Présidente du Syndicat des professionnelles en soins du Saguenay-Lac-Saint-Jean (FIQ), Julie Bouchard estime que lorsque des départs ne sont pas motivés par des congés de maladie, ils s’expliquent par des démissions.

On a laissé s'écrouler le réseau de la santé pendant plusieurs années et là on est face au mur alors maintenant, c'est le coup qu'il faut donner pour s'assurer que dans le futur, on ne soit pas encore prises avec une charge de travail comme ça et avec les mêmes problématiques , a martelé Julie Bouchard.

Les salariés sont d'avis que ces départs ont un effet domino et provoquent un retard dans la prestation de services, au détriment des usagers.

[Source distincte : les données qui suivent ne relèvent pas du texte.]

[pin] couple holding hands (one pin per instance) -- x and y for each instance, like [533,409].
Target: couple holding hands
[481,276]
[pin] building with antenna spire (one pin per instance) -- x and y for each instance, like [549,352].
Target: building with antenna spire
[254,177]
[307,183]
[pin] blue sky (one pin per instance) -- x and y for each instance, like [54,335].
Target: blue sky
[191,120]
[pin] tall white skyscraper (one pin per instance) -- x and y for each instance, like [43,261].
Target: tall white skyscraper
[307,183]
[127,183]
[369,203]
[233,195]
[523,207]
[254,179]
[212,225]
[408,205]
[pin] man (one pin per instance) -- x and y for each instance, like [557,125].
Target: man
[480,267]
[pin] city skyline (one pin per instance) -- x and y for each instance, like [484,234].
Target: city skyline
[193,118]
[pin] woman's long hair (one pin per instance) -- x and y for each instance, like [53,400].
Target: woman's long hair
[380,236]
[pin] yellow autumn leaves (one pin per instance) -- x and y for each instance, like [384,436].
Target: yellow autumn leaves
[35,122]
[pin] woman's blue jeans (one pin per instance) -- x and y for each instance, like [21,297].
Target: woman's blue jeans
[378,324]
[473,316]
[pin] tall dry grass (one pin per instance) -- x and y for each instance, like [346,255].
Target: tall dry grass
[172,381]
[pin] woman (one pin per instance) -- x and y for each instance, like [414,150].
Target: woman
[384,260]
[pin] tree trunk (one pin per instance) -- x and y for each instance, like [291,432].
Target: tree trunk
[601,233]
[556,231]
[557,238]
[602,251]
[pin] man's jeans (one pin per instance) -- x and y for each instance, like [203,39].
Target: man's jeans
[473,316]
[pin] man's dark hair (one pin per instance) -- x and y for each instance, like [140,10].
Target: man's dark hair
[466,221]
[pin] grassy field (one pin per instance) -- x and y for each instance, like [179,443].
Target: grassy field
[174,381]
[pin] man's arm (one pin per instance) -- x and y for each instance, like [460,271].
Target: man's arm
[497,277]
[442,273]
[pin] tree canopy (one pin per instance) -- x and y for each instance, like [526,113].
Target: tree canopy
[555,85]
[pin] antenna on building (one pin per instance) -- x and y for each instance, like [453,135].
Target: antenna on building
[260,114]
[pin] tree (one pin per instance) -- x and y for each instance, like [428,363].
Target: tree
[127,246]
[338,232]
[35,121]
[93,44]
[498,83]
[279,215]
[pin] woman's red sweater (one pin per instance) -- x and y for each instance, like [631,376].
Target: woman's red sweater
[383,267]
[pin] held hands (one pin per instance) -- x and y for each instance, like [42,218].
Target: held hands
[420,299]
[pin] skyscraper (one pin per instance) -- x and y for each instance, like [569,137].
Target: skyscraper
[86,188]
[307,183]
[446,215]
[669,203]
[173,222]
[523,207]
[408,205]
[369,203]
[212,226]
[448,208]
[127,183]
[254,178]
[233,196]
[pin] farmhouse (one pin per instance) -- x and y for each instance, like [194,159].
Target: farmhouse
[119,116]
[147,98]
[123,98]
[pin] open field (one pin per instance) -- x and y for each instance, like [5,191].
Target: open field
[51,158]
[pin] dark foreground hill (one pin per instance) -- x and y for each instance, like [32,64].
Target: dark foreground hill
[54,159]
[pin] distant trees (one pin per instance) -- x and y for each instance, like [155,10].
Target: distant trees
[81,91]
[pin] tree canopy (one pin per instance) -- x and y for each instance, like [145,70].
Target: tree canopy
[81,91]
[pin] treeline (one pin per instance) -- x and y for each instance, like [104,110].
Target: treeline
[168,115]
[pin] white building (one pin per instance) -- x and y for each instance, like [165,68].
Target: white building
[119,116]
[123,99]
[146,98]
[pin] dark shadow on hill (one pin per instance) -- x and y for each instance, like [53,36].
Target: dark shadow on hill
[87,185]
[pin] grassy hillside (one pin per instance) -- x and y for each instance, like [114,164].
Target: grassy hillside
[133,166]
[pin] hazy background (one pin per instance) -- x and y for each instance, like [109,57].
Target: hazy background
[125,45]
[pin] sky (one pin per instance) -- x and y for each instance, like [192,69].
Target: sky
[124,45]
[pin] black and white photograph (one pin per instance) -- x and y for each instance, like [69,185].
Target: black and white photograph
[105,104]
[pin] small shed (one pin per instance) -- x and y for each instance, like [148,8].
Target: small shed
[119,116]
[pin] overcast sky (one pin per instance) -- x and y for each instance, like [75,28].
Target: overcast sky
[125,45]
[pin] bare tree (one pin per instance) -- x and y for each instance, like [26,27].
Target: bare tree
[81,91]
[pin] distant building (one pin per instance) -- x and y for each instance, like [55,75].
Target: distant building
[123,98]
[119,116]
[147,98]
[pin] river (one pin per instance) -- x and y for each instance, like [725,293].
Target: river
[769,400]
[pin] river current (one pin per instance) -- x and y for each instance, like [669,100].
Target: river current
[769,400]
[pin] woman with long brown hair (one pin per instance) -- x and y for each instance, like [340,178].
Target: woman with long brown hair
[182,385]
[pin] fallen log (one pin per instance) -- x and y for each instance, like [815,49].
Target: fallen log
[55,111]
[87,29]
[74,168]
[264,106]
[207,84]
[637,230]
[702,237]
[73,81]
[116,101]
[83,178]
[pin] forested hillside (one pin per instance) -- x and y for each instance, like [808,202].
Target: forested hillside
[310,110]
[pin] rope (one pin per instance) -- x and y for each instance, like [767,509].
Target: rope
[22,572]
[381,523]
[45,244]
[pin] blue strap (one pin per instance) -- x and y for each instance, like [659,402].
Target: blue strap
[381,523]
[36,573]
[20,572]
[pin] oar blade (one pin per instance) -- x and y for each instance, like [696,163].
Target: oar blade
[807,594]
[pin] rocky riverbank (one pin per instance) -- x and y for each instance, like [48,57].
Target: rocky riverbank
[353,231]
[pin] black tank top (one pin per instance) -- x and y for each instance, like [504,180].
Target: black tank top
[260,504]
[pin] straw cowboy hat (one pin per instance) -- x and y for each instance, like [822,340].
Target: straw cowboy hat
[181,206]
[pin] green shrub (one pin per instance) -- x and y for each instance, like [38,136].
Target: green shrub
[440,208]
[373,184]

Au lieu d'être 15 sur un centre d'activité pour le faire rouler normalement et pouvoir donner des soins sécuritaires à la population, on est 10, alors c'est là où la surcharge de travail embarque, le temps supplémentaire obligatoire, les congés maladie , poursuit Julie Bouchard.

Les listes d’attente au bloc opératoire sont, selon la représentante syndicale, un exemple criant du manque de ressources.

Un meilleur salaire

Le salaire demeure aussi un enjeu, alors que le personnel, principalement féminin, réclame des hausses.

Actuellement, de ne pas investir dans le réseau, c’est attaquer toute la condition féminine, opine pour sa part Nancy Poulin, représentante régionale de l’Alliance du personnel professionnel et technique de la santé et des services sociaux (APTS).

À bout de souffle, cri du cœur, à bout de bras : des expressions qui reviennent jour après jour lorsqu’il est question du moral des troupes en santé. La situation est empirée par la pandémie.

Le CIUSSS continue lui aussi de répéter le même discours, c’est-à-dire que la situation de la main-d’œuvre demeure difficile et que des efforts colossaux sont déployés pour trouver des solutions.

Le manque de main-d’œuvre constitue une problématique complexe nécessitant un travail de longue haleine et de collaboration. Nous sommes en action, avec tous nos partenaires, afin de trouver des solutions pérennes en nous appuyant sur plusieurs considérants, soit la disponibilité des ressources, les taux d’occupation, le portrait de santé de notre population et la pertinence clinique , a déclaré Julie Labbé, présidente-directrice générale du CIUSSS du Saguenay–Lac-Saint-Jean, par communiqué.

Le CIUSSS se dit reconnaissant envers le personnel, à qui il dit vouer une admiration sincère en ces temps pénibles.